Esquema de comunicación ideado por la Escuela Invisible (Escuela de Palo Alto). Nicoletis
Efectivamente, el lector (o lectora) ha acertado: este ejemplo no es sino una
parodia de lo que a diario nos ocurre cuando nos comunicamos de forma oral (y,
en cierto modo, también de forma escrita, como puede mostrar el teatro, que
se encuentra a caballo entre ambas). Ninguna abuela en su sano juicio tomaría
la aserción de la muchacha por una mera transmisión de un mensaje, como sí
parece desprenderse del modelo tradicional de la comunicación. Aparte de
preguntarle si tiene fiebre, hambre o le falta cualquier tipo de comodidad auxiliar,
la anciana probablemente entendería que con la frase “¡Qué frío tengo!” la chica
le estaría pidiendo permiso para encender la lumbre, cerrar las ventanas o
enchufar la estufa.
En otras palabras, cuando comunicamos no estamos limitándonos al nivel
meramente semántico (para entendernos, el del diccionario), según el cual una
frase como “¡Qué frío tengo!” significa ‘Qué frío tengo’, sino que estamos
haciendo uso también del nivel pragmático (para entendernos, el de la calle),
según el cual siempre hacemos cosas con palabras, en este caso, pedir permiso,
siguiendo ciertas normas tácitas de cortesía, para hacer algo que disminuya el
frío de la sala de estar o sugiriendo al interlocutor que lo haga.
Tal vez resulte interesante resaltar que este hacer-cosas-con-palabras, tan
evidente quizá para nosotros ahora, ha necesitado prácticamente veinte siglos
de historia de la Lingüística para aparecer. Y tal vez resulte igualmente
paradójico que su origen no se haya encontrado, precisamente, en la Lingüística,
sino en la Filosofía.
Efectivamente, es un filósofo del lenguaje como Austin quien acuña el concepto
de ‘acto de habla’ (speech act) y su discípulo Searle quien lo desarrolla con más
detalle. La idea es prístina si sabemos un poquito de inglés y podemos entender
el título de su libro cumbre: How to Do Things With Words (1955).

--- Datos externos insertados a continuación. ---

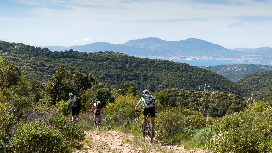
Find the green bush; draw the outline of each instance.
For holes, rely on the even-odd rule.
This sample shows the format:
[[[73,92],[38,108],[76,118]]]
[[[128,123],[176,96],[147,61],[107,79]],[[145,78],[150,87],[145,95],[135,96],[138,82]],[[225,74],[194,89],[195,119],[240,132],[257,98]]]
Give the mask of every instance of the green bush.
[[[64,136],[73,148],[79,148],[83,146],[81,142],[84,138],[82,126],[71,123],[70,116],[67,117],[58,113],[52,107],[34,108],[27,112],[24,117],[26,123],[42,122],[47,126],[59,130],[60,134]]]
[[[109,103],[104,108],[103,111],[107,111],[106,117],[116,124],[123,125],[127,118],[131,121],[137,118],[141,114],[134,111],[138,100],[131,95],[120,95],[115,99],[114,103]],[[128,125],[126,125],[128,126]]]
[[[70,100],[64,101],[62,99],[59,102],[57,102],[56,104],[56,108],[57,108],[57,111],[64,114],[67,114],[66,111],[67,110],[67,106],[68,106],[69,101]],[[69,108],[69,111],[71,111],[71,110],[70,106]]]
[[[37,121],[18,125],[10,140],[13,151],[19,152],[67,152],[71,148],[59,130]]]
[[[213,152],[271,152],[272,109],[264,104],[257,102],[217,121],[214,125],[219,134],[212,138]]]
[[[49,118],[46,123],[56,130],[59,130],[73,148],[79,149],[83,146],[81,142],[85,140],[84,131],[80,124],[70,123],[70,118],[67,119],[61,114]]]

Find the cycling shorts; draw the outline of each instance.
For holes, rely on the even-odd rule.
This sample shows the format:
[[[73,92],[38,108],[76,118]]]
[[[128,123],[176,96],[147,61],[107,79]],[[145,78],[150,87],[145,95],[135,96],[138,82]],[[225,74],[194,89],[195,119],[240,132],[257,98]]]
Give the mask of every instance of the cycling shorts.
[[[149,108],[147,108],[143,109],[143,115],[146,116],[148,115],[148,114],[150,113],[151,115],[151,117],[155,117],[155,112],[156,111],[156,107],[152,107]]]
[[[99,111],[99,110],[97,110],[97,111],[95,111],[94,112],[94,114],[96,114],[96,112],[97,112],[97,113],[98,113],[98,116],[100,116],[100,115],[101,115],[101,112],[100,111]]]
[[[72,109],[72,116],[76,115],[76,114],[77,115],[79,115],[79,107],[71,107],[71,108]]]

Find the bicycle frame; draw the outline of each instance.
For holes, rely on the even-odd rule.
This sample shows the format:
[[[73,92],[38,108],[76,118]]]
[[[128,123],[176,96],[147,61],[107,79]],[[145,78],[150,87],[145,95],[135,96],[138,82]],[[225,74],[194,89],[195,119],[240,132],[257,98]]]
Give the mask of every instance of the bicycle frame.
[[[69,113],[71,113],[71,112],[70,112]],[[73,123],[73,116],[72,116],[71,118],[71,123]],[[79,123],[79,120],[78,119],[77,117],[76,117],[76,115],[75,116],[75,123]]]
[[[92,111],[91,112],[92,113],[94,112],[94,111]],[[103,113],[103,112],[101,112],[101,113]],[[96,115],[96,128],[97,129],[98,129],[99,126],[101,124],[101,123],[99,123],[99,115],[98,115],[99,113],[98,112],[96,111],[95,114],[95,115]]]
[[[141,111],[138,111],[138,112],[142,112]],[[147,136],[147,138],[148,140],[148,142],[149,143],[152,143],[153,141],[153,135],[154,134],[154,127],[153,127],[153,125],[152,123],[150,123],[150,116],[151,114],[149,113],[147,116],[149,119],[147,118],[147,117],[146,117],[145,119],[146,121],[145,122],[145,131],[144,133],[143,134],[143,138],[145,138],[145,135],[146,135]]]

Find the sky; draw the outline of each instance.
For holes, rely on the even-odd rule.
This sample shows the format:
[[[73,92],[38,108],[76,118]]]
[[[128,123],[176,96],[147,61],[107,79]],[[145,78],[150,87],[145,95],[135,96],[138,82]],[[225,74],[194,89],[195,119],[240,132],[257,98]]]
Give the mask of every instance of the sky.
[[[0,40],[38,46],[192,37],[272,47],[272,0],[0,0]]]

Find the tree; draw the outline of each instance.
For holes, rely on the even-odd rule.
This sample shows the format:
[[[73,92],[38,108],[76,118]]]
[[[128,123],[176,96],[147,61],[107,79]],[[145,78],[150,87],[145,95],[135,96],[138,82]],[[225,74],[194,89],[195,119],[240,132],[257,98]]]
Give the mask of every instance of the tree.
[[[136,95],[136,88],[132,82],[127,81],[125,83],[117,84],[114,91],[116,97],[121,95],[126,96],[130,94],[134,96]]]
[[[62,99],[68,99],[71,91],[70,80],[64,64],[60,64],[56,67],[56,72],[50,77],[50,82],[45,84],[44,97],[51,105]]]
[[[18,67],[0,60],[0,87],[9,88],[15,85],[20,80],[21,75]]]

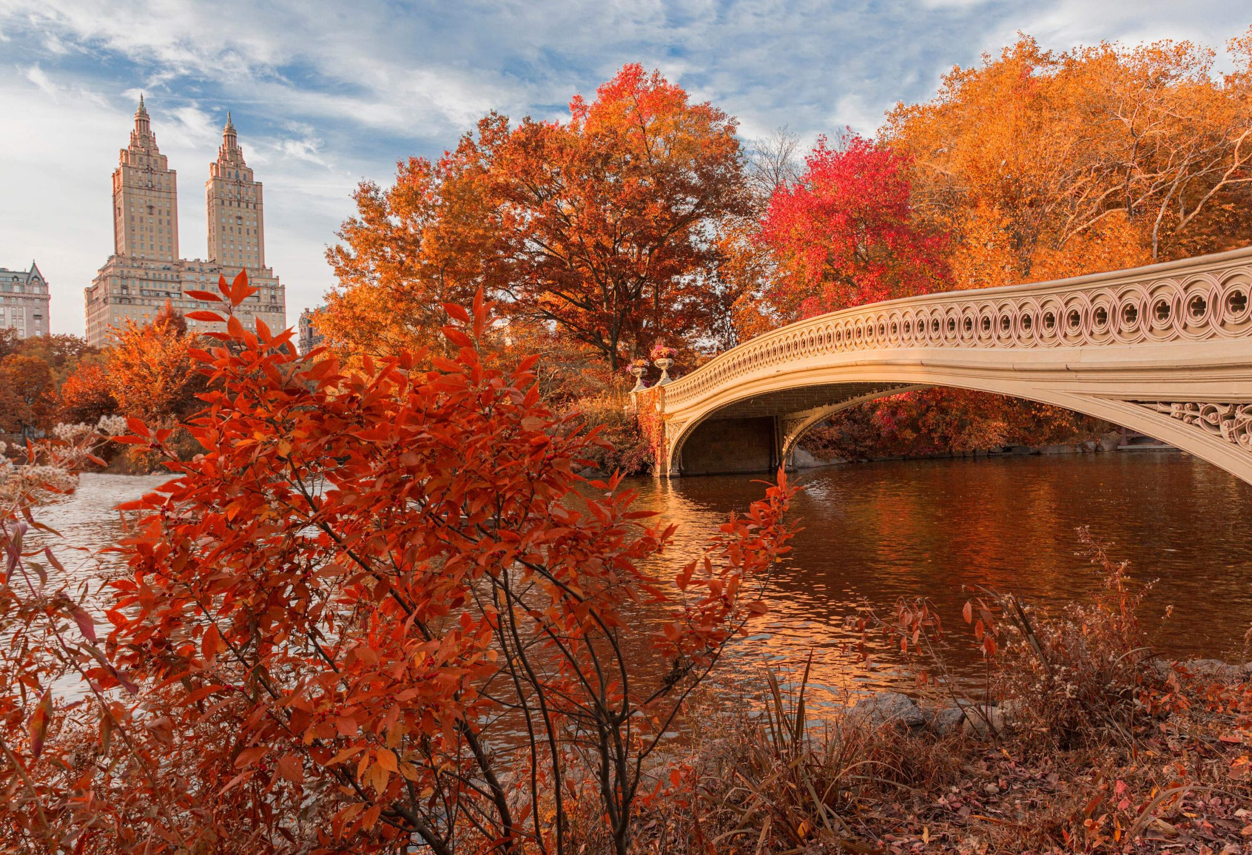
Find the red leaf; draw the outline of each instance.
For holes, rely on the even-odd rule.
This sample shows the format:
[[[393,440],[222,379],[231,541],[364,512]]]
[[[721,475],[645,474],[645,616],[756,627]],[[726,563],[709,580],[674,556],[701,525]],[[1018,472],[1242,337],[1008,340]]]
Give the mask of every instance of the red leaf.
[[[204,631],[204,637],[200,638],[200,652],[204,653],[204,658],[213,658],[225,648],[227,643],[222,640],[218,625],[209,623],[209,628]]]
[[[44,696],[39,699],[39,706],[35,707],[35,714],[30,716],[30,754],[39,759],[39,755],[44,752],[44,739],[48,736],[48,722],[53,717],[53,692],[51,690],[45,690]]]
[[[83,608],[81,606],[75,607],[73,613],[74,613],[74,622],[78,623],[78,626],[79,626],[79,632],[81,632],[83,637],[86,638],[88,641],[90,641],[94,645],[95,643],[95,621],[91,620],[91,616],[88,615],[86,610]]]
[[[463,305],[457,305],[456,303],[444,303],[443,310],[452,315],[454,320],[461,323],[470,323],[470,313],[464,310]]]
[[[235,757],[235,769],[245,769],[264,757],[268,752],[268,745],[254,745],[250,749],[244,749],[239,752],[239,756]]]
[[[298,754],[288,754],[278,759],[278,774],[292,784],[304,782],[304,765]]]

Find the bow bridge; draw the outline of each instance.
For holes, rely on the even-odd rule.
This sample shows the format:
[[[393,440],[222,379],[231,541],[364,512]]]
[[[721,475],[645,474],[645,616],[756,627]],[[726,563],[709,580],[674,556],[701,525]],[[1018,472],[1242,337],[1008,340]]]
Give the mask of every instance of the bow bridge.
[[[935,386],[1096,416],[1252,482],[1252,248],[823,314],[637,403],[664,423],[660,474],[770,472],[839,409]]]

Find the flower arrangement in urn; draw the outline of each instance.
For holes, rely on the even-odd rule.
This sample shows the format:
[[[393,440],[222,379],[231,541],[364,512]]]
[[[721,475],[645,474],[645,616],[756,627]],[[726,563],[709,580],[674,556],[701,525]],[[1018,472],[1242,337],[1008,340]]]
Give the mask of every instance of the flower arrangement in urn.
[[[661,369],[661,379],[656,382],[657,386],[665,386],[670,382],[670,368],[674,366],[676,356],[679,352],[665,342],[657,342],[652,346],[652,364]]]
[[[644,386],[644,374],[647,373],[647,359],[644,357],[636,357],[626,363],[626,373],[635,378],[635,388],[631,392],[642,392],[647,387]]]

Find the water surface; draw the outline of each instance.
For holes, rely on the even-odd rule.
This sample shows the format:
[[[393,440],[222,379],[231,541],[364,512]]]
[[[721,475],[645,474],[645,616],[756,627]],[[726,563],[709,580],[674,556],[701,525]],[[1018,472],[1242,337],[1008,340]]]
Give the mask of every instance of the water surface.
[[[111,508],[164,479],[86,474],[41,520],[65,542],[98,550],[119,532]],[[795,482],[804,487],[794,504],[804,531],[777,573],[770,613],[730,661],[732,675],[756,678],[762,663],[794,675],[811,655],[819,692],[906,685],[894,651],[879,645],[864,663],[849,650],[859,635],[845,625],[864,603],[885,612],[898,597],[925,596],[949,630],[953,667],[977,678],[982,663],[960,621],[969,588],[1053,610],[1088,596],[1099,580],[1075,555],[1078,526],[1129,560],[1134,576],[1157,580],[1144,620],[1162,653],[1233,656],[1252,625],[1252,486],[1183,453],[868,463],[813,469]],[[645,507],[680,525],[667,555],[674,568],[765,489],[750,476],[634,486]],[[108,560],[100,567],[79,555],[65,562],[79,578],[109,571]],[[1162,621],[1167,606],[1173,615]]]

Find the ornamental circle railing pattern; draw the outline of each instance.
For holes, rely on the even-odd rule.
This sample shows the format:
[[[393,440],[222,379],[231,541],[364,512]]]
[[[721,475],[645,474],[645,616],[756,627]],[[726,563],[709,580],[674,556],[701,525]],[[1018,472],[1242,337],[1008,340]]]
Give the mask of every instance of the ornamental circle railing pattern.
[[[794,323],[722,353],[666,387],[666,409],[761,368],[884,348],[1058,348],[1252,335],[1247,254],[1222,269],[926,294]],[[1196,259],[1202,260],[1202,259]],[[1171,268],[1178,264],[1168,265]],[[1159,268],[1158,268],[1159,269]],[[1171,270],[1172,272],[1172,270]]]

Cuando damos los buenos días a alguien no estamos informándole de si hace
buen día o no, sino que estamos saludándole o deseándoselos. Cuando
decimos “mis condolencias” en un velatorio, no estamos ofreciendo las
condolencias a nadie en concreto (es probable que no sepamos ni qué es eso),
sino que estamos intentando empatizar con la persona que acaba de perder un
ser querido, mostrándole nuestro respeto y nuestra comprensión hacia su dolor.
Cuando gritamos, indignados, “¿Me va a atender de una vez?” en un restaurante
de la capital (o de cualquier otro sitio, que lentos hay en todas partes), no
estamos preguntando si de verdad nos va a atender, sino que estamos exigiendo
que lo haga de una vez por todas.
El comunicar, entonces, no se limita a pasar del pensamiento al lenguaje o
viceversa: es una actividad muchísimo más compleja que implica la intención de
realizar acciones a la vez que se pronuncian las palabras. El esquema tradicional
de la comunicación tan solo es aplicable, en realidad, a las máquinas.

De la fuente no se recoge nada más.